Ama neyle? Şarapla, şiirle, ya da erdemle, nasıl isterseniz. ama sarhoş olun.

Ve bazı bazı, bir sarayın basamakları, bir hendeğin yeşil otları üzerinde, odanızın donuk yalnızlığı içinde, sarhoşluğunuz azalmış ya da büsbütün geçmiş bir durumda uyanırsanız, sorun, yele, dalgaya, yıldıza, kuşa, saate sorun, her kaçan şeye, inleyen, yuvarlanan, şakıyan, konuşan her şeye sorun, "saat kaç" deyin; yel, dalga, yıldız, kuş, saat hemen verecektir karşılığını: "Sarhoş olma saatidir. zamanın inim inim inletilen köleleri olmamak için sarhoş olun durmamacasına! Şarapla, şiirle, ya da erdemle, nasıl isterseniz."

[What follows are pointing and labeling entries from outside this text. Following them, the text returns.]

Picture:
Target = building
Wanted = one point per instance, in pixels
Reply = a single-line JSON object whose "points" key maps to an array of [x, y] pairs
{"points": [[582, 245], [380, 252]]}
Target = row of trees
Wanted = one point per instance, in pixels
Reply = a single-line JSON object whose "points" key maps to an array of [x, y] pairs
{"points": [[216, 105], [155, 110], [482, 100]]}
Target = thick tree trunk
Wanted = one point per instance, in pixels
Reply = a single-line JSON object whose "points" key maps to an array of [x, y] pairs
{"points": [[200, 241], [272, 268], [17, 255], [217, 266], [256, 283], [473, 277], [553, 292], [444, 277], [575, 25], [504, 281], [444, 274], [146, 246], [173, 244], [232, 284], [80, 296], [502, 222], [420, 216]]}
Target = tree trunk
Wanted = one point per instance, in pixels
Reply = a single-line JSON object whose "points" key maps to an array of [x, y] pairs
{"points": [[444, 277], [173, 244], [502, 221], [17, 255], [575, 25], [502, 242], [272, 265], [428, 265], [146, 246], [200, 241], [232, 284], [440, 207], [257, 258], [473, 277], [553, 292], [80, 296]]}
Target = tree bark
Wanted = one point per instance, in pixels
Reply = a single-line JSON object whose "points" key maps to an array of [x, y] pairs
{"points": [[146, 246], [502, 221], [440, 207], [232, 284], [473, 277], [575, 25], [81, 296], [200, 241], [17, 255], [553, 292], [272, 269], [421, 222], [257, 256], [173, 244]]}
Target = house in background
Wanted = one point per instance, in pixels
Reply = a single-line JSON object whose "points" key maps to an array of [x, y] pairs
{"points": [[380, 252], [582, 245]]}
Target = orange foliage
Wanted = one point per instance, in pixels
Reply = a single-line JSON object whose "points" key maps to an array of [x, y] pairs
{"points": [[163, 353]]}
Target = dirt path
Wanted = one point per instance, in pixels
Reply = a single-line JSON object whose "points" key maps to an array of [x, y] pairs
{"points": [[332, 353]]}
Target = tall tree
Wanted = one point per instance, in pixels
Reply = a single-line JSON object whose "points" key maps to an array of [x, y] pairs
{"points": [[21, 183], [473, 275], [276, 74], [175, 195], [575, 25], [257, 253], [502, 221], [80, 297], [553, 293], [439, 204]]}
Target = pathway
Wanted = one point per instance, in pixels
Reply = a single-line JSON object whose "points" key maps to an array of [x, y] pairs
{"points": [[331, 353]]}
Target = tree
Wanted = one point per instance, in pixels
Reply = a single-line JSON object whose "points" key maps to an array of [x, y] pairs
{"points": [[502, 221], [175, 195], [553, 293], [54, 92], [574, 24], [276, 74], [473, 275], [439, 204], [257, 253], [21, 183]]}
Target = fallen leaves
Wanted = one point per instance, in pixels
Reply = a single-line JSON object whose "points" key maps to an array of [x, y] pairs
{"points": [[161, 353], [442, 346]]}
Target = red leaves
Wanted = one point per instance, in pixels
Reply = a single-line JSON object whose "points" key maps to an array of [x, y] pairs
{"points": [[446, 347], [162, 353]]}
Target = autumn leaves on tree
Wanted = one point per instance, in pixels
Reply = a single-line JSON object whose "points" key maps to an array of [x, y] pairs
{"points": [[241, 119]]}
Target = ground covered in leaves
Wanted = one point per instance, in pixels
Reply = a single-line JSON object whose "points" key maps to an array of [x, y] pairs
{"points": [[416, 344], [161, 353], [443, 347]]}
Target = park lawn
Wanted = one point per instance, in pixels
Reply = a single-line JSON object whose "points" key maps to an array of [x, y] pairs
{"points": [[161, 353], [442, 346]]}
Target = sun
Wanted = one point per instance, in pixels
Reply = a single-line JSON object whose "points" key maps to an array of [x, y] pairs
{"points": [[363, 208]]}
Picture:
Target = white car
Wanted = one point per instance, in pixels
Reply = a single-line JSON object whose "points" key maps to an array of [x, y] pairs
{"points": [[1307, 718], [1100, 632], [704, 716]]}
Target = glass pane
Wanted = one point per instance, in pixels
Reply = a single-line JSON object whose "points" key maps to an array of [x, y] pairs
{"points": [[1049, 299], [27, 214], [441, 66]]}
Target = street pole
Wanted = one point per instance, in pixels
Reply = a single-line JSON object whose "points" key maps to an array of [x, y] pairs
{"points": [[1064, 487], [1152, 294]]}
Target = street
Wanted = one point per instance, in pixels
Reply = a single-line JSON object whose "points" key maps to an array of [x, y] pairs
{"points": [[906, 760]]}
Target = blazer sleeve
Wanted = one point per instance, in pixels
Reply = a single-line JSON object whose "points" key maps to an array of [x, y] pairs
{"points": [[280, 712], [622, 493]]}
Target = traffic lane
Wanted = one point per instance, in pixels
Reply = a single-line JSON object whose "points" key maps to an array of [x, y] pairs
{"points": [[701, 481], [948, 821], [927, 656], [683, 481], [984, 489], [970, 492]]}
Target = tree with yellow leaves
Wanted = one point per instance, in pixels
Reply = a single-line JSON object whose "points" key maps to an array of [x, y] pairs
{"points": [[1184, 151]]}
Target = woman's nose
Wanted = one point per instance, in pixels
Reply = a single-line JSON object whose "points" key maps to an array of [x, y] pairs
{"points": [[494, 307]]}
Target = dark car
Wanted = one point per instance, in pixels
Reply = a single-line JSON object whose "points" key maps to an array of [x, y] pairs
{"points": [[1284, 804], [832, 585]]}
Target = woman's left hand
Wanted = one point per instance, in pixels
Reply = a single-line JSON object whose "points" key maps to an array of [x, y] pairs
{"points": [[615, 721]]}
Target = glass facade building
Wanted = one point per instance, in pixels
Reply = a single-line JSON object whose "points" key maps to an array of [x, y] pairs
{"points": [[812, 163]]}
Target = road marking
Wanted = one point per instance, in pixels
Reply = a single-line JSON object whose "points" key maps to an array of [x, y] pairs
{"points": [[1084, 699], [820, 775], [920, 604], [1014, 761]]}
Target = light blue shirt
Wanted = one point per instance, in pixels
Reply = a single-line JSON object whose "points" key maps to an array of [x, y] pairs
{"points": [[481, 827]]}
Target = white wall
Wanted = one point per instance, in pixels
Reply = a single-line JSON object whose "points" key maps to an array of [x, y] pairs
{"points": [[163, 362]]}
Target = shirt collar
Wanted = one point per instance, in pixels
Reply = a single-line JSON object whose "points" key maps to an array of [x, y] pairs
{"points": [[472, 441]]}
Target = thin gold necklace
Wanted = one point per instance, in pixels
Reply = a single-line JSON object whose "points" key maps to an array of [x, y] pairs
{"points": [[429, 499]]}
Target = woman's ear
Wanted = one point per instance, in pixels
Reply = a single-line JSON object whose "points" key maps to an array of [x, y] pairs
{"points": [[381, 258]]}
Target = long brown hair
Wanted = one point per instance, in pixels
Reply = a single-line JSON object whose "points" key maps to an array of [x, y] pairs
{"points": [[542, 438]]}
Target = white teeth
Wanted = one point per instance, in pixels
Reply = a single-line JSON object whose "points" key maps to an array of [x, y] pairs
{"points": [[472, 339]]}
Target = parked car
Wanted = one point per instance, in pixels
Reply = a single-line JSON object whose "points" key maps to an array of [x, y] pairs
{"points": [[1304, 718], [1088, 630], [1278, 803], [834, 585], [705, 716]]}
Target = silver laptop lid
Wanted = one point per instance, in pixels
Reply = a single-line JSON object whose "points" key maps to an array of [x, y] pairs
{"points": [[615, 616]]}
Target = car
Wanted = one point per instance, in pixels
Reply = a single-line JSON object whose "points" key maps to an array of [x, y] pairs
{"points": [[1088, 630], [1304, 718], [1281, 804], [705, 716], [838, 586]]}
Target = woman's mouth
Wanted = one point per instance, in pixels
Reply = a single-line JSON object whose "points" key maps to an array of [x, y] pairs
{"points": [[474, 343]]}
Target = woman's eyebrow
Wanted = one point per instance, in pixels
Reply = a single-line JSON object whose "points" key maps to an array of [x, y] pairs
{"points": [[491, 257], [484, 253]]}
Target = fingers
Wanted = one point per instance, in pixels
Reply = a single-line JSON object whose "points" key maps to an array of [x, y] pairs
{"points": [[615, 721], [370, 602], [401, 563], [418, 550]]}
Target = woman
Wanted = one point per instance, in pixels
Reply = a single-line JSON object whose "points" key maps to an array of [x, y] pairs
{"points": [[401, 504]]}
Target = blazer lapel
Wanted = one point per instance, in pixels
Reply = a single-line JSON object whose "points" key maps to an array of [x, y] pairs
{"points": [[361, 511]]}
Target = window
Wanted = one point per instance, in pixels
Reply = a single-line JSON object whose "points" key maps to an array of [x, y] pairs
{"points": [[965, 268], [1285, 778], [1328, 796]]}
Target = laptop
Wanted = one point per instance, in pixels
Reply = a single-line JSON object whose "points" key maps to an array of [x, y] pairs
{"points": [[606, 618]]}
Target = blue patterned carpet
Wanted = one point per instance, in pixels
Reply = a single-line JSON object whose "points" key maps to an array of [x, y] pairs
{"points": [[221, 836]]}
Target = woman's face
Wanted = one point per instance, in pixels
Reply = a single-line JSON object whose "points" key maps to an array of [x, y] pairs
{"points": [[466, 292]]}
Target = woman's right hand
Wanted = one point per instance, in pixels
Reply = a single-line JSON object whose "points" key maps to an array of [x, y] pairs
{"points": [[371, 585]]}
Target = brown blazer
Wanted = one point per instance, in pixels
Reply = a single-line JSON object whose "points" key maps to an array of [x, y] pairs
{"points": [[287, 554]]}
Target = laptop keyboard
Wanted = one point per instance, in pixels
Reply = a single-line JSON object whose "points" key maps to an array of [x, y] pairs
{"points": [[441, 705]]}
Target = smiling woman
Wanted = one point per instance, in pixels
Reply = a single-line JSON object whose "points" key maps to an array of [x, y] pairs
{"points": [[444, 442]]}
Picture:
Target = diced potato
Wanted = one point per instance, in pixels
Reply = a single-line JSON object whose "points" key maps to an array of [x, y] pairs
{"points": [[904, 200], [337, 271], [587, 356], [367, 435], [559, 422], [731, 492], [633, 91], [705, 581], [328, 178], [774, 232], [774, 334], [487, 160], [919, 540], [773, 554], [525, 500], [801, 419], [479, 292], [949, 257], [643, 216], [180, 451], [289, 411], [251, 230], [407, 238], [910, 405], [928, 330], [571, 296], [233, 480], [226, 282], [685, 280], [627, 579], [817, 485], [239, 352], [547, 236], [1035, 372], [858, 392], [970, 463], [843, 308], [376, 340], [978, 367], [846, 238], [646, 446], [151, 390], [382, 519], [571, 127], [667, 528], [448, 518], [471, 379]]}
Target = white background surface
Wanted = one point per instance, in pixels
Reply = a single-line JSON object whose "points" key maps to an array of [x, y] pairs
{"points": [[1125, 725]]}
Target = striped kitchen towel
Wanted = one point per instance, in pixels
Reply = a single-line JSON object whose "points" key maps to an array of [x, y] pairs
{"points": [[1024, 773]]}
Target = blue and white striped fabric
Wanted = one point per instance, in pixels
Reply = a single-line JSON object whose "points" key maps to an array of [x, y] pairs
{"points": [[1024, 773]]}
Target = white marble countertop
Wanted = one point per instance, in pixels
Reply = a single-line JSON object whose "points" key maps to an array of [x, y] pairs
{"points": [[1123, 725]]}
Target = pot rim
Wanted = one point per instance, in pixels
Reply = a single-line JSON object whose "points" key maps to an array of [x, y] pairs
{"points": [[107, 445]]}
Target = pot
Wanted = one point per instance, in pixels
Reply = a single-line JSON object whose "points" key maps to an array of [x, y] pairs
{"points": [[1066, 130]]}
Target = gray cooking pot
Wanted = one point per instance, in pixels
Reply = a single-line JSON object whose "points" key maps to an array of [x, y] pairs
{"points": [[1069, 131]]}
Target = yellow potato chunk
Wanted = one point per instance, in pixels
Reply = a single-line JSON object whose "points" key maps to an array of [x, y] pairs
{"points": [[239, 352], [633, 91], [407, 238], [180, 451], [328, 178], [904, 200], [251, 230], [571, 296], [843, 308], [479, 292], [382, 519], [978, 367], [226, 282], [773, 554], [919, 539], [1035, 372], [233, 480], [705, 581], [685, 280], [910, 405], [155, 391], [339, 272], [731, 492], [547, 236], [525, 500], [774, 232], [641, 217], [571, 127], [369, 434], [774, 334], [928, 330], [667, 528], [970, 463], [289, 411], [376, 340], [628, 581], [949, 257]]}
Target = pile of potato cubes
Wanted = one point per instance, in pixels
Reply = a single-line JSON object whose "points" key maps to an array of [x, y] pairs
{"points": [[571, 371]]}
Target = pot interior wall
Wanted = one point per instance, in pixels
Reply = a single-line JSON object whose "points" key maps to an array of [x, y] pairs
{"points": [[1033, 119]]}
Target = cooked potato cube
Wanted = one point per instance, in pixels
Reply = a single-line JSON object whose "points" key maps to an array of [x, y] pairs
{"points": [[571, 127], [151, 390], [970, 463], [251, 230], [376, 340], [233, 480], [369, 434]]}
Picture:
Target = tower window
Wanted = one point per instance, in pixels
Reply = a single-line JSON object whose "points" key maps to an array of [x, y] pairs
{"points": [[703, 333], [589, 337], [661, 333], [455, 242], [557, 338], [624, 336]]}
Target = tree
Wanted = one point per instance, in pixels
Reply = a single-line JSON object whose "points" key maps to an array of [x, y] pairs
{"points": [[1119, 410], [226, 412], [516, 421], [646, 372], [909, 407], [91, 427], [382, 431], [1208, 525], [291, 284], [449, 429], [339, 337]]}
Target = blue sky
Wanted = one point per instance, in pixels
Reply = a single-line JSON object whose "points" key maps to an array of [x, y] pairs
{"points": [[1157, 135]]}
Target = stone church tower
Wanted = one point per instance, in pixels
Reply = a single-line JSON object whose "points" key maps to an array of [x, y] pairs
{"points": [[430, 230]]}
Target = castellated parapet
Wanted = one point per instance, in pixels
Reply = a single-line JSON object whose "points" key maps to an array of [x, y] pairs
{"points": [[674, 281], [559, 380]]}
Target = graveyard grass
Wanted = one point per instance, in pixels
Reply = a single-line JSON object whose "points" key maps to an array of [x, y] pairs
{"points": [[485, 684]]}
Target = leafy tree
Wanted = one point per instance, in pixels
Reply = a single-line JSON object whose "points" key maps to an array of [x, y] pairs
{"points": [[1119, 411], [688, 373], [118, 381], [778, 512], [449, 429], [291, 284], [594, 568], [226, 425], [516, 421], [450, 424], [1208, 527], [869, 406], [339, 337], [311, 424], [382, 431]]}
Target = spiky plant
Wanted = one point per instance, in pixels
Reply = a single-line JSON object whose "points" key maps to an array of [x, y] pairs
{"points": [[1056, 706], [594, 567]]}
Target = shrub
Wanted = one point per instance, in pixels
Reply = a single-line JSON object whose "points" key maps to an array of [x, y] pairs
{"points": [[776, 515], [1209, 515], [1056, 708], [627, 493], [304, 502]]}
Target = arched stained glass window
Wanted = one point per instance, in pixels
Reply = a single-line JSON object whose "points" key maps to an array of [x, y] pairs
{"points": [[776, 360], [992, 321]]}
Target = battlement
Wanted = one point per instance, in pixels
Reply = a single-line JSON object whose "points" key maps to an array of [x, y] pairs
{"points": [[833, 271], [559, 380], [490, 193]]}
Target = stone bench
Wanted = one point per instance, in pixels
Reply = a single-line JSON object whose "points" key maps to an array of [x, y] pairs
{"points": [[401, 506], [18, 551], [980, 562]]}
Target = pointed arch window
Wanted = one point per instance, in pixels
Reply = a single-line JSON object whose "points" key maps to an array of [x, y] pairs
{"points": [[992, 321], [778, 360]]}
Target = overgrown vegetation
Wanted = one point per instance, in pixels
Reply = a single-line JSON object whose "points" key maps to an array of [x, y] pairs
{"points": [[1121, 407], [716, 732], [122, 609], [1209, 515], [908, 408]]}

Baudelaire, Paris Sıkıntısı, Sf.85



"Cehenneme Övgü"de Gündüz Vassaf alıntılamış, tekrar paylaşmak istedim.

12 Ekim 2013 Cumartesi

Sıklıkla bir hiç olduğumu hissederim, en azından gelip geçmiş milyarlar içerisinde ne kadar önemsiz bir ayrıntı, hiçliğe yakın olduğumu tahayyül etmişimdir. Fakat bu durumun, nacizane yarattığım karakterin ayaklar altına alınıp rencide edilmesi, aşağılanması, yok edilmesi yoluyla benimsetilmesi çok daha ağır bir tecrübeymiş. Hiç olduğunu hissediyorsan eğer, maddi varlık çok büyük bir yüktür, olmamasını dileyeceğin bir yük. Hatırlatır sana, bilincinin yerinde olduğu her saniye. Aksine de, olmasını istemediğin her zaman yerindedir bilincin. Kıvranmanı izlemekten hoşlanıyormuş gibi izler seni sürekli. Görmezsin ama bilirsin bıyık altından gülümser halde uzaktan seni izlediğini. Atlas'ın yükü gibi, biteceği konusunda hiçbir ümit yoktur, saklanamayacağını, kaçamayacağını da adın gibi bilirsin. Tüm sinir uçlarını her daim uyaran, her bir hücreni sarsan sürekli bir acı gibidir, öldürmeyecektir, bilirsin. O acı belki biter, fakat varlığı olmadan tek bir nefes bile alamayacağın bir parçan olur artık,sen olursun, dönüşürsün.